In Forex trading, there are so many terms and each of them has a specific description and use. Without knowledge of how it works, you cannot use its full advantage. That being said, it is important to understand some terms used in Forex.
Forecasting is a term used in Forex which refers to the technique by which historical data is being utilized to estimate data and pinpoint the right direction of the trends in the future. In businesses, they use forecasting to pinpoint the proper budget or when they are planning for the expenses over a period of time. The data is particularly projected according to the demand of services and goods being offered.
Three Ways To Forecast Changes in The Currency
Purchasing Power Parity
Also called PPP or Purchasing Power Parity (PPP) is a very popular forecasting method, thanks to its constant feature in some well-known economic textbooks. The PPP method is based on the law of one price theoretical approach. It states that identical goods from different countries should still have the same prices.
For instance, the pencil bought in Canada should have the same price as the ones bought in the United States. This is possible by taking into account the transaction cost, shipping costs, and exchange rate. This implies that there should not be any arbitrage opportunity when someone buys an inexpensive pencil in Canada and is sold pricey in the United States to gain some profits.
Relative Economic Strength
Just like its name, the main approach of Relative Economic Strength is the economic growth of different countries. Forecasting the economic growth is done to be able to point out where the direction of the exchange rate will go. The main rationale of this method is the idea that a country with a strong economy and constant high growth is most likely to adopt more investments from investors from other countries.

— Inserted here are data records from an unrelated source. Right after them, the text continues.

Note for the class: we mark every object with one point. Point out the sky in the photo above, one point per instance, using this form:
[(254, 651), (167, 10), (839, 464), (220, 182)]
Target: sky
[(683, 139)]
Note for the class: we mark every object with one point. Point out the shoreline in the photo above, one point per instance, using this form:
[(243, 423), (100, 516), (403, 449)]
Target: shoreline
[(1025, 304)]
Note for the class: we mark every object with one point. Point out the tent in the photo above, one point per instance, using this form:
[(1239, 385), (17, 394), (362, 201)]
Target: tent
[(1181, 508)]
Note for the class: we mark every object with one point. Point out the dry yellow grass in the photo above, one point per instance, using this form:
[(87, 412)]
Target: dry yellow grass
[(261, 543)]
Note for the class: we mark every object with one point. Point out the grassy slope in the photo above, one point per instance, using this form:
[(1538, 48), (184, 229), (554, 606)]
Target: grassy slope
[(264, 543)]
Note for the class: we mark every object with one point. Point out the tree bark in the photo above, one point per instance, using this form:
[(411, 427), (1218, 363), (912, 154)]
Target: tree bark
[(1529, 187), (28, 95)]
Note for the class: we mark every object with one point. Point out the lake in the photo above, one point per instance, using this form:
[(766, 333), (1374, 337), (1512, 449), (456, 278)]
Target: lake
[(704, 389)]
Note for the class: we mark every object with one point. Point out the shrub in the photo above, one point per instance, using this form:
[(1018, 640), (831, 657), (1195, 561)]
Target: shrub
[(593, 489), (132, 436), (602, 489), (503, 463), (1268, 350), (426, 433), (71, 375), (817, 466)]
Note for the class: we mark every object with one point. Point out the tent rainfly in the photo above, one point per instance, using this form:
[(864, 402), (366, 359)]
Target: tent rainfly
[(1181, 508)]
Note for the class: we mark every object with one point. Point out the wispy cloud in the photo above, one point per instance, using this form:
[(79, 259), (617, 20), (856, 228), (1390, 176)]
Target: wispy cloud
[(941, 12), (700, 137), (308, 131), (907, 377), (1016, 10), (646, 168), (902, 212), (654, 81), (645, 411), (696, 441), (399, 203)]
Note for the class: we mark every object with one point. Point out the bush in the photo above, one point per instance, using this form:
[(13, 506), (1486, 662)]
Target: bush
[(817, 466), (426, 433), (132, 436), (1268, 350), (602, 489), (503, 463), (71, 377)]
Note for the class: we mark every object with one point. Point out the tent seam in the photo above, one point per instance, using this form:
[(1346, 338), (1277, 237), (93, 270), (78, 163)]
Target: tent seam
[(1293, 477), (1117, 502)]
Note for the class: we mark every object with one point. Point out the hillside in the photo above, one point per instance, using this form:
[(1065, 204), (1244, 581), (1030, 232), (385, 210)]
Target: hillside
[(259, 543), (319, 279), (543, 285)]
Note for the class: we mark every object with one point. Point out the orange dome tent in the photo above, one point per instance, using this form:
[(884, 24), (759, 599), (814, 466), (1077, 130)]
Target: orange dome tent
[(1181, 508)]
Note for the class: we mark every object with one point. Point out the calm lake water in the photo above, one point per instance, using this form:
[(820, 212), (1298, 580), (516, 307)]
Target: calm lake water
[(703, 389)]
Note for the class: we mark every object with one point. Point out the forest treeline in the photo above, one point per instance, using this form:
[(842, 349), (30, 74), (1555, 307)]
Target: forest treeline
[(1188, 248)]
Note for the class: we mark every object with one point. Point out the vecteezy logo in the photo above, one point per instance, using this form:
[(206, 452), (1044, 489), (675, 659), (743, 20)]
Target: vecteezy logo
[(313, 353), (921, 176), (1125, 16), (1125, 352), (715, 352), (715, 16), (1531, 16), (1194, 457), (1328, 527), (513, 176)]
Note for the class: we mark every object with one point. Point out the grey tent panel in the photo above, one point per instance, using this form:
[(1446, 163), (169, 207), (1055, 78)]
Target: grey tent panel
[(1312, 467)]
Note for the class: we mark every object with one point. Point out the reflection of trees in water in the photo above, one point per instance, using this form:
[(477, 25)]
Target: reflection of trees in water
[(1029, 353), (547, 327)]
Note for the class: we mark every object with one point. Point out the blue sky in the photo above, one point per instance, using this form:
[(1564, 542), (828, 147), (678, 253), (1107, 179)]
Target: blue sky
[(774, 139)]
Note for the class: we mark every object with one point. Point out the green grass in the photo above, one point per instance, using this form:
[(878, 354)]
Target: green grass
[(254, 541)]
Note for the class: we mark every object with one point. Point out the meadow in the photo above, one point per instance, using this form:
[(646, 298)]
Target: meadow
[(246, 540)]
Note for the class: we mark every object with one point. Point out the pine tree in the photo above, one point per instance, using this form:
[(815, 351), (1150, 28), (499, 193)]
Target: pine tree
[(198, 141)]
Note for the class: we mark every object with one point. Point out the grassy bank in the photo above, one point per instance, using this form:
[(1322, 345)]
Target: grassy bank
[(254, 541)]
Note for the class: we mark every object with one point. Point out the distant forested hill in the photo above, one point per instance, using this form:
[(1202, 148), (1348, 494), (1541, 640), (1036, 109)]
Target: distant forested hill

But to be able to buy these investments, the foreign investor will first have to purchase the currency of the country where they want to invest in, which in turn, increases the demand for currency causing it to appreciate.
Econometric Models of Forecasting Exchange Rates
Econometric models are another commonly used forecasting method that involves the gathering of several factors affecting the movement of the currency and creating a model that is related to the variable of the exchange rate. Additionally, the factors being used in this method are from economic theory.
For you to use the forecasting method in Forex trading, you have to be knowledgeable enough about this industry. Forecasting is such a tough task and it requires so much data to absorb. For this reason, even huge financial companies just prefer to hedge their trading risk than enter this tricky game. But for those who are more familiar with forecasting exchange rates, reap the benefits of their hard work. You just have to be careful when forecasting and educate yourself beforehand to avoid miscommunication later on. There are a couple of forecasting topics and educational tools online. Check them out for reference.